Manuskrypt jest stosunkowo dobrze zachowany, ma ciemnozieloną twardą okładkę z wytłoczonymi ornamentami na krawędziach. U dołu przedniej okładki, pośrodku, zostały wytłoczone pozłacane cyfry „1865”. Krawędzie kart są również pozłacane. Wyklejka koloru różowego, z lekkim połyskiem. Wymiary okładki: 25,5 × 22 cm, karty bloku są nieco mniejsze 25 × 21,8 cm. Grzbiet: 3,4 cm.
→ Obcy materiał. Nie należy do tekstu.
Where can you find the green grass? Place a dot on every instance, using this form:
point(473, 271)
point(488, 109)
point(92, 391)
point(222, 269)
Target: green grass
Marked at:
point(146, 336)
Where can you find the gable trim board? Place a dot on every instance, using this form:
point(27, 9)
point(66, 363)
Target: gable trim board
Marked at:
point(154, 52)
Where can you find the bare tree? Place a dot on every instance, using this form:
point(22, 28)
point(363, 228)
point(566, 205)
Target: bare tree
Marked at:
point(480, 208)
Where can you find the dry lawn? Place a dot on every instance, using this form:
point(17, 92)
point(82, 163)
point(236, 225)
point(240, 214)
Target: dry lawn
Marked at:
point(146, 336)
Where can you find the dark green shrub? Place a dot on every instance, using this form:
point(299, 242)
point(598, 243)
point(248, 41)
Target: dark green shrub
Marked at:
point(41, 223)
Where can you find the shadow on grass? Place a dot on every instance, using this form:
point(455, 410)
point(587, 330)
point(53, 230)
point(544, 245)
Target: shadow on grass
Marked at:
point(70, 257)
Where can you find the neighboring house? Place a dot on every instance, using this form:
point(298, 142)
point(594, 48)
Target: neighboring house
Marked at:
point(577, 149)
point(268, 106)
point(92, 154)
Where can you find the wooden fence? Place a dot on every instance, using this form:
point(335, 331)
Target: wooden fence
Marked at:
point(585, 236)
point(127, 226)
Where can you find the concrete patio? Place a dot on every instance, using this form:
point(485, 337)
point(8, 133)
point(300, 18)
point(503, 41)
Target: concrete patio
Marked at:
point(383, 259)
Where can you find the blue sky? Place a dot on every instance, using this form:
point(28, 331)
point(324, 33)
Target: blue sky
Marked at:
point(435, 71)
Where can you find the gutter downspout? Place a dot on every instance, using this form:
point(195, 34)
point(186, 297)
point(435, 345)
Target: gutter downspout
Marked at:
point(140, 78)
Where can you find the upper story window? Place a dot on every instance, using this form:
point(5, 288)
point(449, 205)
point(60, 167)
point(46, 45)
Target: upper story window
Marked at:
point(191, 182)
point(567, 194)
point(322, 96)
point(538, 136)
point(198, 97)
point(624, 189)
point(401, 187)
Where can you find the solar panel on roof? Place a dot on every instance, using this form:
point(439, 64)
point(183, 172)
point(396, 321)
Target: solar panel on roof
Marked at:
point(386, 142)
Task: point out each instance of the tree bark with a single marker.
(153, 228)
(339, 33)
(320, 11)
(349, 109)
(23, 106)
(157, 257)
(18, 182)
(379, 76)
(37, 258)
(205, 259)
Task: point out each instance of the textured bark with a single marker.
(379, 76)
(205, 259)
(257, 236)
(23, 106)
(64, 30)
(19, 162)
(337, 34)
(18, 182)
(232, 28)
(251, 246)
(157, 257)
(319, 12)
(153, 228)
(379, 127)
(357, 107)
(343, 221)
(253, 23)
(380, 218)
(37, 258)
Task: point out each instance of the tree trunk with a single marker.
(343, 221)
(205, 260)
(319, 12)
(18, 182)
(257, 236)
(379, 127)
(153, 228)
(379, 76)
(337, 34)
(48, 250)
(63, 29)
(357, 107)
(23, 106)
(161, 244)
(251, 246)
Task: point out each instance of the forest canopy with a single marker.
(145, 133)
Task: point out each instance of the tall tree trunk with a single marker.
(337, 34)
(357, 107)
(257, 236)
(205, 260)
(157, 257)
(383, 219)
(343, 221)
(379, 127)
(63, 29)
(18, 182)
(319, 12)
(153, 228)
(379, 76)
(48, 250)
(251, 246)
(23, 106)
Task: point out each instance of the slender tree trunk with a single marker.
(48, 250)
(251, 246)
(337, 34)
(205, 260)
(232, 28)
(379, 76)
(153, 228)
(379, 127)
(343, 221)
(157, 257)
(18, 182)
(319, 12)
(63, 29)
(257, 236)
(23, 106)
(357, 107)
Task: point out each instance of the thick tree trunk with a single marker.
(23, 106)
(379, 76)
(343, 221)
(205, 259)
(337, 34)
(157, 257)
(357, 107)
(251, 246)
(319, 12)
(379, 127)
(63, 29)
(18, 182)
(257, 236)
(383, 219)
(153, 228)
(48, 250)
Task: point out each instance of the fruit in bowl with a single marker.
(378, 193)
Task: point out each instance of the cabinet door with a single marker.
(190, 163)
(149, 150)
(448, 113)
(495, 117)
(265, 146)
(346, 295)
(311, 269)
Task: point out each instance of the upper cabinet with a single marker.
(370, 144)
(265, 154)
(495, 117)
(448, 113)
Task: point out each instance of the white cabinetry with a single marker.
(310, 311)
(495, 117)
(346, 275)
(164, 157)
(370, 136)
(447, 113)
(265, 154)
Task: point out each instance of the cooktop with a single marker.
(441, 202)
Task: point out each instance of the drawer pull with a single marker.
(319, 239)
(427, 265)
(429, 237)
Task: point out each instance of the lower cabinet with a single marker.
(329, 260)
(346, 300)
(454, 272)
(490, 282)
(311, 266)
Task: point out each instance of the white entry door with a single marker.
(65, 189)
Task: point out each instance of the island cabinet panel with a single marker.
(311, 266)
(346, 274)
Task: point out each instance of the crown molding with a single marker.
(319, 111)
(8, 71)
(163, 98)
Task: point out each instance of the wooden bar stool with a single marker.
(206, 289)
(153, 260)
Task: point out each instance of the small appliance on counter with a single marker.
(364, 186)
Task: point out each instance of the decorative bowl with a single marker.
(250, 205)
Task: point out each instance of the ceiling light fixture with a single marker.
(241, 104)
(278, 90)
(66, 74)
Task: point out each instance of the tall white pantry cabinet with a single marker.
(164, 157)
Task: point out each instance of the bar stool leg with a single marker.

Manuskrypt liczy 217 stron, ale tylko 47 kart ma numerację archiwalną. Na wewnętrznej stronie przedniej okładki w lewym górnym rogu zachowana jest nalepka pod sygnatury dawnej Biblioteki Wróblewskich przedstawiająca dwa oznaczenia: „Lit. Rkp. № 152b/ Dział III” i nad słowem „Półka”, słabo czytelne „Rkp. S-15-e)”. Dotychczas odczytywano w pierwszej sygnaturze małą literę b w górnym indeksie, ale niewykluczone, że jest to dość manierycznie zapisana wielka litera E. Z kolei ta ostatnia sygnatura, w której pojawia się mała litera e, jest powtórzona na wewnętrznej stronie tylnej okładki. Rękopis sporządzony czarnym atramentem, ale już mocno wyblakłym po obu stronach kartki. Prawdopodobnie diarystka posługiwała się metalową stalówką. Pozostawiała nieduże marginesy.

Częstotliwość wpisów

Wróblewska stworzyła 65 wpisów o różnej objętości (od kilku stron do kilku wersów): w 1865 r. – 6 wpisów, 1866 r. – 4, 1867 r. – jeden obszerny wpis w kwietniu (diarystka wyjechała później na kilka miesięcy do Londynu po śmierci ojca), 1868 r. – 6, 1869 r. – 18, 1870 r. – 17, 1871 r. – 11, 1872 r. – dwa obszerne wpisy. Rok 1871 zapisano na odrębnej karcie (k. 35), rok 1873 oznaczono (k. 44), choć nie zawiera wpisów. Stron, na których występują zapisy diarystki (wliczając także wspomniane dwie, na których figuruje tylko rok), jest 84.

Opis treści

Autorka rozpoczyna dziennik wpisem w dzień Nowego Roku 1865 i prowadzi zapiski chronologicznie, ale z dużą nieregularnością, do 1872 r., często nie na bieżąco. Niektóre wpisy są oznaczone dokładną datą (dzień i miesiąc), niektóre tylko nazwą miesiąca, a nawet kilku miesięcy. Czasami daty są ozdobione motywami roślinnymi, przy pojedynczych pojawia się wizerunek krzyża lub krzyży, gdy wpisy dotyczą śmierci członków rodziny. W 1872 r. Emilia proponuje córce kontynuowanie dziennika, ale ona tego zadania nie podejmuje: „Nie pisała Mama dzienniczka Maryjki czekając że ona sama przybierze się go dalej prowadzić, a Maryjka się nie przybrała i uleciał rok 1872 _ i następny już dobiegł do połowy” (k. 42v). Drugi fragment zapisany wprawdzie pod rokiem 1872 r. musiał być już sporządzony w czerwcu 1873 r., skoro diarystka odnotowuje, że córka obchodzi urodziny, wkracza w czternasty rok życia i przestaje być „dzieckiem pustém”. Od tego czasu aż do 1877 r. następuje długa przerwa w prowadzeniu dziennika. Dopiero 28 kwietnia 1878 r. pojawia się wstrząsająca informacja o śmierci niespełna 18-letniej Marii: „1878 / 28 kwietnia umarła moja jedyna / ukochana Maryjka / Wieczny Ci pokoj dziecko moje! Wieczny pokoj Twéj duszy _ / Bóg jest miłosierny! _ / Tyś poszła a jam została _ / Panie bądź Wola Twoja” (k. 45r).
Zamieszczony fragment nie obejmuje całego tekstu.